Era esa imagen, la de la palma de la mano que una vez sujetó su mundo transformada en un queloide limitado, insensible, la que hacía que Mia se sintiera en control de la situación y, concretamente, en control de los hombres que la amaban. Su lenguaje del amor se componía de dolor, sacrificio, violencia y, cómo no, fuego. Era la clase de entrega que esperaba. Su capricho, su fetiche, su ramo de rosas emocional. Como una de esas tragedias que devoran mundos, Mia viviría por y para las réplicas de ese evento que le enseñó a ser quien planteara las reglas del juego, a no aceptar una disposición al amor que no equivaliera a la propia disposición a la muerte.
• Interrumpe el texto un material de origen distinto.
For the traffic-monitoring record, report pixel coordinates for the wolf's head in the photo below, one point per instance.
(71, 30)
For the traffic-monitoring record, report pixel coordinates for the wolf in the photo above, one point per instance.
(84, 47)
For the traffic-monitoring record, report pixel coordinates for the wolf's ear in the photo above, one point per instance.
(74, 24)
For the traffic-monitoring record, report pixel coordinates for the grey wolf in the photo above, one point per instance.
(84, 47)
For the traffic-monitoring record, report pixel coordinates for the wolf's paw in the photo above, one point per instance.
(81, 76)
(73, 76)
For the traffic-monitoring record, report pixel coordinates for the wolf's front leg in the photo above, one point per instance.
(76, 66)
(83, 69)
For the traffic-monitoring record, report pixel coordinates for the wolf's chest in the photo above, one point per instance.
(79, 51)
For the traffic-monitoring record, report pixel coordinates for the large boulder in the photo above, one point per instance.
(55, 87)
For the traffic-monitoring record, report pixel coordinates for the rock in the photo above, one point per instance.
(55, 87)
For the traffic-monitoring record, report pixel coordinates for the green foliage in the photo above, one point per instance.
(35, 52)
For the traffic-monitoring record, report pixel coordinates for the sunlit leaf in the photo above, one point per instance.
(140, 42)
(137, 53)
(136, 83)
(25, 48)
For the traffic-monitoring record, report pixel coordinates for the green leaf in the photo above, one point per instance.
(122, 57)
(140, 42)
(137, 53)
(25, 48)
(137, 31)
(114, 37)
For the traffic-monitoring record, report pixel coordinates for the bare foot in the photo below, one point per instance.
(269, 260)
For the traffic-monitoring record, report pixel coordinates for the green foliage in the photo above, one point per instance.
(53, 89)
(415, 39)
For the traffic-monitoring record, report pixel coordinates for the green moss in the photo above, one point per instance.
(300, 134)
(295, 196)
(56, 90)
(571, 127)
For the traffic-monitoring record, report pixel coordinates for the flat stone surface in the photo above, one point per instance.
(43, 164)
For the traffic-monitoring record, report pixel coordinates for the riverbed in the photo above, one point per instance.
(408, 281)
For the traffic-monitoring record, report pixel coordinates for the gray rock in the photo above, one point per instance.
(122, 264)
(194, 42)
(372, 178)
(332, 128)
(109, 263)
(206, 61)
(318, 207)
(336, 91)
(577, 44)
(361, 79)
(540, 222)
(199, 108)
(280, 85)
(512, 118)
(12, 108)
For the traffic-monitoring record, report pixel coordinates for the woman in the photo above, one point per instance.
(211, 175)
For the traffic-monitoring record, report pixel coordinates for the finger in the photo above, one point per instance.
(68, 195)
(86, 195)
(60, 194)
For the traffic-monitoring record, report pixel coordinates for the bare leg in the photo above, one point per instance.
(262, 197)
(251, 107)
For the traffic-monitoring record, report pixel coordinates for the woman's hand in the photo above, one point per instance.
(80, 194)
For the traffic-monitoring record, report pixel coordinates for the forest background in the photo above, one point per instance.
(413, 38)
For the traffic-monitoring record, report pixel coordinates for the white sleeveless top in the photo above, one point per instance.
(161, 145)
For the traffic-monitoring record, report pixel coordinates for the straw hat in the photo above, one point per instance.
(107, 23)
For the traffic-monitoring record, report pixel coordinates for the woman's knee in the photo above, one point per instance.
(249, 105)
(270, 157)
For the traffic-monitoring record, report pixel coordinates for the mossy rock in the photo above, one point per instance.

Erick había estado dispuesto a mucho por ella, pero nunca a tanto, nunca suficiente. Por eso Mia siempre supo que la suya era una de esas relaciones desechables que mueren a manos de cualquier postor, ni siquiera había que esperar a alguien mejor, con que apareciera alguien, a secas, bastaba, porque Erick era luz, sí, pero una luz que se consumía como cualquier otra llama, hasta ser solo cenizas. Daba igual cuánto la quisiera o todo lo que hiciera, siempre había espacio para esperar un poco más.

Ay, Mia... ¡Qué hijas de puta son las expectativas! Cuando das con ese idiota dispuesto a morir por ti que has esperado toda la vida, te das cuenta de que ya no te basta, de que ahora necesitas a uno dispuesto a matar por ti. Y ahí es cuando todo se jode una vez más y vuelves a lo de siempre, a cerrar los ojos, al trapito de las ardillas, a ese éxtasis de la primera vez cuyo duelo nunca se acaba porque, después de la primera vez, ninguna otra podrá serlo. Estás condenada. Estás maldita.